Equity Release Explained
A Guide for Residents on the Aging Process
What is equity release? Equity release is a financial product that allows you to unlock the value of your property by taking out a loan against it. It can be used as an alternative to selling your home when you are retired and wish to move into more affordable accommodation or if you have run out of other sources of income, such as pension savings. This type of finance may also be useful for those with mortgages on their properties who want additional funds without having to sell up.
There are two main types: lifetime mortgage and deferred payment plan. A lifetime mortgage enables homeowners aged 55 or over, who own their homes outright, to borrow money from a provider secured against the property they live in (and any other assets), without needing ongoing income. The loan may be repaid in full at any time, or a monthly repayment plan can be set up to repay the debt over an agreed term – usually between five and 15 years.
It is important that people considering this type of finance are aware there will normally be interest charged on the amount borrowed and charges made by lenders for arranging borrowing which needs to come off their overall borrowing limit. Typically borrowers need a minimum 25% equity in their home before they can consider taking out equity release loans (the part you own outright). Any money taken out as part of the scheme must also go towards services such as care fees if needed later down the line so it’s not always free spending money that could potentially run if you become ill or infirm.

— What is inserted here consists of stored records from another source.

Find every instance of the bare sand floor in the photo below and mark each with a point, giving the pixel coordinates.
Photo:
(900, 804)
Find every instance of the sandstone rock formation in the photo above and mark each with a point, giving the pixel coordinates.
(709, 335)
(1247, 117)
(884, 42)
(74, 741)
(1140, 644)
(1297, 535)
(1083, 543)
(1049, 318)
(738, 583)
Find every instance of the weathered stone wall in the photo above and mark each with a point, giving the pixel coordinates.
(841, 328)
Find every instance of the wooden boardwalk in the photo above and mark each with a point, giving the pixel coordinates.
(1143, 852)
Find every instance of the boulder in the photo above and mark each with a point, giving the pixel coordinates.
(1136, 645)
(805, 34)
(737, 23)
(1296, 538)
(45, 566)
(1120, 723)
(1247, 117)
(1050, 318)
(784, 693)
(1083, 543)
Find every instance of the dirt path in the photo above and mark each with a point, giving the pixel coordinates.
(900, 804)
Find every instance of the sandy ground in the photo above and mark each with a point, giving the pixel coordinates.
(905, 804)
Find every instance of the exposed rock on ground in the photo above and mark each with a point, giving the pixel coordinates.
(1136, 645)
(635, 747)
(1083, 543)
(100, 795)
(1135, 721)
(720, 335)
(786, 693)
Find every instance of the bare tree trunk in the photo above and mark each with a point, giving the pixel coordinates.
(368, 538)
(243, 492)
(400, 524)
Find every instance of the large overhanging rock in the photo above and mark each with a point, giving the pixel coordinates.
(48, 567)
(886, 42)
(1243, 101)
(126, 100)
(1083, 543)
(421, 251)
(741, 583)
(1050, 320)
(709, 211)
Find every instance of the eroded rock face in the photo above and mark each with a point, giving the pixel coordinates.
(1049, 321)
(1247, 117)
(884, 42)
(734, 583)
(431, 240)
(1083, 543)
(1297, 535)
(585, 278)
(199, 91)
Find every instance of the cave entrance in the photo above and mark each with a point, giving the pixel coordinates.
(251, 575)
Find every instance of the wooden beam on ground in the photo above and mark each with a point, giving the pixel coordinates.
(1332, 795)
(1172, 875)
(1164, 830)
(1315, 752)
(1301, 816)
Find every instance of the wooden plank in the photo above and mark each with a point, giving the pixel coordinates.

Deferred payment plan equity release schemes are designed for homeowners aged 55 or over who own their home outright and have a small mortgage (typically £50,000-£200,000) on the property. These schemes allow you to borrow up to 80% of your home’s value at an interest rate set by the lender when it is taken out – typically between three per cent and five per cent above base rates. You then repay this amount from anywhere between 25 years up until your death or another event such as moving into long term care arrangements. The money can be used however you like but sometimes lenders will attach conditions around how they want any funds repaid giving them priority in certain circumstances before other creditors if the borrower should die for example.